Behold, your living proof. Her name is Claire, she was always picked last in PE and her soccer skills are abysmal. 

Enter VR soccer, a demo that has you playing goalkeeper in a VR game of soccer, catching a real ball while watching a 3D avatar kick it to you, all on a Vive VR headset. Finally the nerd has an edge over the jocks. 

Actually, no...

Turns out VR amplifies how much I suck. 

Please enjoy this GIF of my shame. 

Look upon the future and despair. 

Claire Reilly/CNET

The demo might not look impressive, but the technology is cutting edge. It was part of a 5G live demonstration put on by Australian carrier Optus to promote the glorious (glorious I tell you!) possibilities of 5G to the public. The showcase also included a robot that could beat you at rock-paper-scissors in real time. What a time to be alive!

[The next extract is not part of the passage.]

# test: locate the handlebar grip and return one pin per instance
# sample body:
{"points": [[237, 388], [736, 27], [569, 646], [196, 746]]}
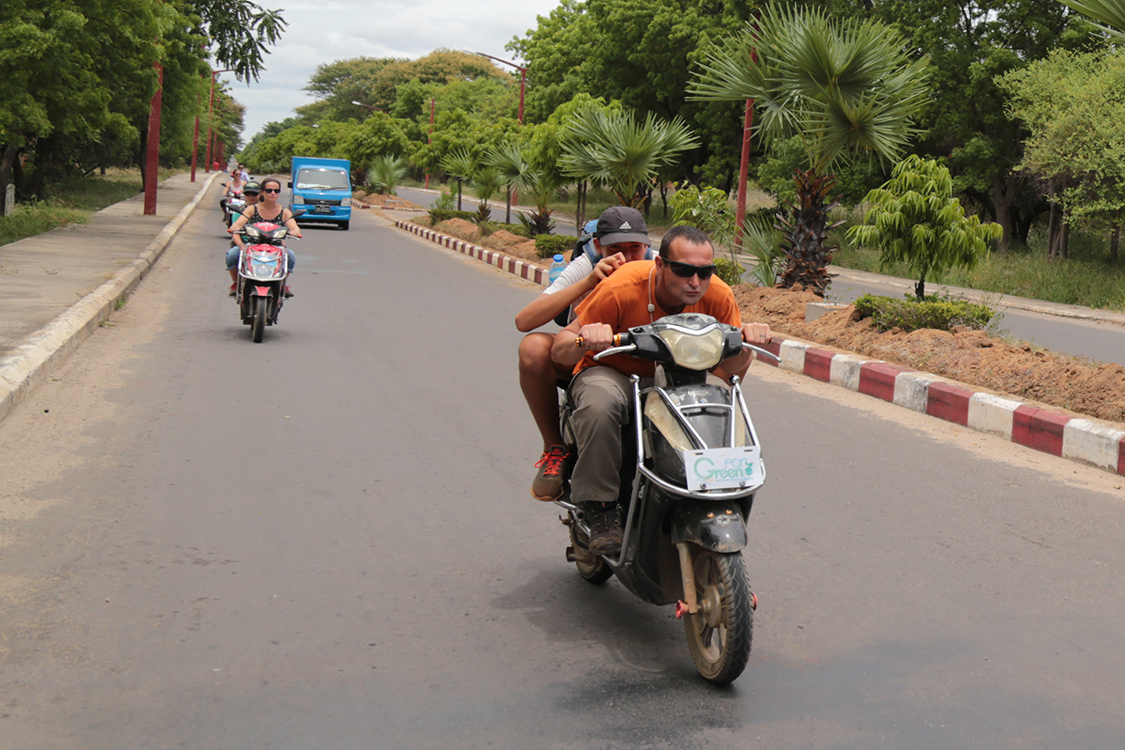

The demo used Optus' 5G network to translate movements in the real world into a 3D simulation playing in my headset. This simulation was run off a 5G router that Optus plans to start selling to consumers in January next year.

5g-scissors-paper-rock

Bot-paper-scissors: This robot uses cameras to see what shape your hand is in, then immediately responds to beat you.

Claire Reilly/CNET

Thanks to sensors on my Vive VR headset, on the gloves I was wearing and inside the ball, I could see my movements in the virtual world. And thanks to the incredibly low latency of 5G, my movements appeared in 3D in what was essentially real time.

The result? My human teammate threw a ball to me, and I caught it based on the 3D vision I was seeing -- without ever seeing the very real soccer ball flying at my face.

All was going well until we started upping the ante and my teammate began kicking the ball.

Low-latency, high-bandwidth VR with 16Gbps speeds is all well and good, but it sure as hell doesn't make you any more coordinated if you're a numpty like me.

Finally, the brightest minds in the tech world have used their skills to recreate the trauma of my fifth grade PE class… in VR!

Thanks, technology. You ruined the party once again.